Namun akhir-akhir ini Rolf A Stein tidak setuju bahwa Pandaravasini dihubungkan dengan Tara Putih. Argumennya terdiri dari 2 poin: Baiyi Guanyin pertama kali diperkenalkan melalui teks Dharani Tantrik yang diterjemahkan pada abad ke-6 M daripada 8 M seperti yang disebutkan Maspero. Oleh karena itu, Baiyi Guanyin telah diperkenalkan lebih awal, sehingga tidak dibawa dari Tibet. Seperti dalam teks-teks Tantra yang membutuhkan visualisasi, perwujudan Baiyi Guanyin digambarakan dengan jelas dalam teks yang berasal dari abad ke-6 M tersebut. Wujud Baiyi Guanyin dalam teks tersebut, tanpa menyebutkan gender, adalah memakai jubah putih dan duduk di atas teratai dengan memegang teratai (bukan dahan willow) dan tangan lainnya memegang vas. Rambut-Nya disanggul ke atas. Teks Tantrik ini diduga yang menjadi basis dari perwujudan Baiyi Guanyin. Teks-teks lainnya berkenaan dengan lukisan Baiyi Guanyin telah ada pada zaman Dinasti Song dan Tang, namun bentuknya yang benar-benar lengkap tidak disebutkan, oleh karena itu tidak diketahui sejauh mana perwujudan Baiyi Guanyin dalam sutra tersebut diikuti.

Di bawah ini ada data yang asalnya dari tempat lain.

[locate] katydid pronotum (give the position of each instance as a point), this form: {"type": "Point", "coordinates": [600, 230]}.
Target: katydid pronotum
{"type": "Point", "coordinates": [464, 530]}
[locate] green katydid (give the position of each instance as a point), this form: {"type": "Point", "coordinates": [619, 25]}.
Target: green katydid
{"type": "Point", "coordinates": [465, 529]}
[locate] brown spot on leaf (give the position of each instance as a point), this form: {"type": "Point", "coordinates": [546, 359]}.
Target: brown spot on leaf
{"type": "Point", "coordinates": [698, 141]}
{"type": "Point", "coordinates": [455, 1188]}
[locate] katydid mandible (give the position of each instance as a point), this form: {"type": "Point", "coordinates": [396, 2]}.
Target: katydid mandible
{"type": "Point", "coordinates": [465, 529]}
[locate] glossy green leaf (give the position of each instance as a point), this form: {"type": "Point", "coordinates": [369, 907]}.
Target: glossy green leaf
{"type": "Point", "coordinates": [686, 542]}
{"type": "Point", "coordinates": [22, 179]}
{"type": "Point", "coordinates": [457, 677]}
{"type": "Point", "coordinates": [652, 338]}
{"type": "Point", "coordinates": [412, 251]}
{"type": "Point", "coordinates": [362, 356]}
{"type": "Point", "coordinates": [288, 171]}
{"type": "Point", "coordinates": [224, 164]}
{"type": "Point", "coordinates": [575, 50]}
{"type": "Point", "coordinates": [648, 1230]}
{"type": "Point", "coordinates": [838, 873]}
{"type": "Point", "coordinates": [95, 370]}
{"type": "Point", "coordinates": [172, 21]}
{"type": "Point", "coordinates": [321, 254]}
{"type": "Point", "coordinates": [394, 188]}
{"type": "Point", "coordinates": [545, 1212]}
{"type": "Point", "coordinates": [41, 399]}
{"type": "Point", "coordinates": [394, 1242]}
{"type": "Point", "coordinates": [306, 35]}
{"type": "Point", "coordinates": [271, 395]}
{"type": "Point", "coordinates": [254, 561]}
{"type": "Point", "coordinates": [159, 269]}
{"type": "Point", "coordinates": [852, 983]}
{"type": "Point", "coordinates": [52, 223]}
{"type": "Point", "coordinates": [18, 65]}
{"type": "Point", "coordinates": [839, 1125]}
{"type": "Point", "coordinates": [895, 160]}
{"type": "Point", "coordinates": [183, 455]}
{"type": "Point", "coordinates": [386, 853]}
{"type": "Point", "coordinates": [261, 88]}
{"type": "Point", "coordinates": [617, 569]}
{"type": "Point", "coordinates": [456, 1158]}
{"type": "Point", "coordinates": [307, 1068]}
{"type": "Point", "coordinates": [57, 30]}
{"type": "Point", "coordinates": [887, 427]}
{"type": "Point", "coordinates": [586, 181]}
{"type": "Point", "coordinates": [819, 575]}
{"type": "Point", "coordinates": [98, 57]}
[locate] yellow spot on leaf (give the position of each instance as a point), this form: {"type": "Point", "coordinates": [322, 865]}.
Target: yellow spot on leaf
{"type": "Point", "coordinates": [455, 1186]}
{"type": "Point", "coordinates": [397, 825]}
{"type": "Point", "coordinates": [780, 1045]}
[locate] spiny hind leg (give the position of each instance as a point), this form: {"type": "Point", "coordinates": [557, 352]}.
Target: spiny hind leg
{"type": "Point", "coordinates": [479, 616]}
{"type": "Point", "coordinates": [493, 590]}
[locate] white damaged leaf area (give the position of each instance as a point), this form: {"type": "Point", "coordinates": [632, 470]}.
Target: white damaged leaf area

Argumen Stein yang kedua dan sangat penting adalah teks Tantra yang diterjemahkan pada masa Dinasti Tang yang berkenaan dengan Buddha wanita (Fomu), di mana Pandaravasini (Baiyi) ditampilkan bersama dengan Tara. Namun berbeda dengan yang belakangan. Baiyi (Pandaravasini) adalah Ibu dari keluarga Lotus yang kepalanya adalah Avalokitesvara. Ia diberi nama “Kediaman Putih” (Baichu) karena Ia tinggal di teratai yang putih suci. Baiyi berbeda dengan “Ia Yang Bertubuh Putih” (Baishen), sebuah figure yang bersama-sama Tara, mengelilingi Amoghaphasa Avalokitesvara yang duduk di Gunung Potalaka. Di beberapa teks, Baiyi digambarakan duduk di atas teratai dengan memegang lasso di tangan kiri-Nya dan Prajnaparamita Sutra di tangan kanan-Nya yang diangkat, yang sanagt berbeda dengan pendeskripsian Baiyi yang lebih awal (memegang teratai dan vas). Dan membuat segalanya bertambah kompleks, dalam Mandala Rahim, “Kediaman Putih”, “Tubuh Putih’ dan “Tubuh Putih Maha Terang” (Daming Baishen) yang berada di pelataran Guanyin, semuang berjubah putih dan dapat disebut Baiyi. Putih adalah symbol dari pikiran yang tercerahkan, yang ‘melahirkan’ semua Buddha dan Bodhisattva. Oleh karena itu para Bodhisattva wanita yang berada dalam pelataran Guanyin kebanyakan berjubah putih, karena mereka adalah Ibu dari Buddha dan Bodhisattva.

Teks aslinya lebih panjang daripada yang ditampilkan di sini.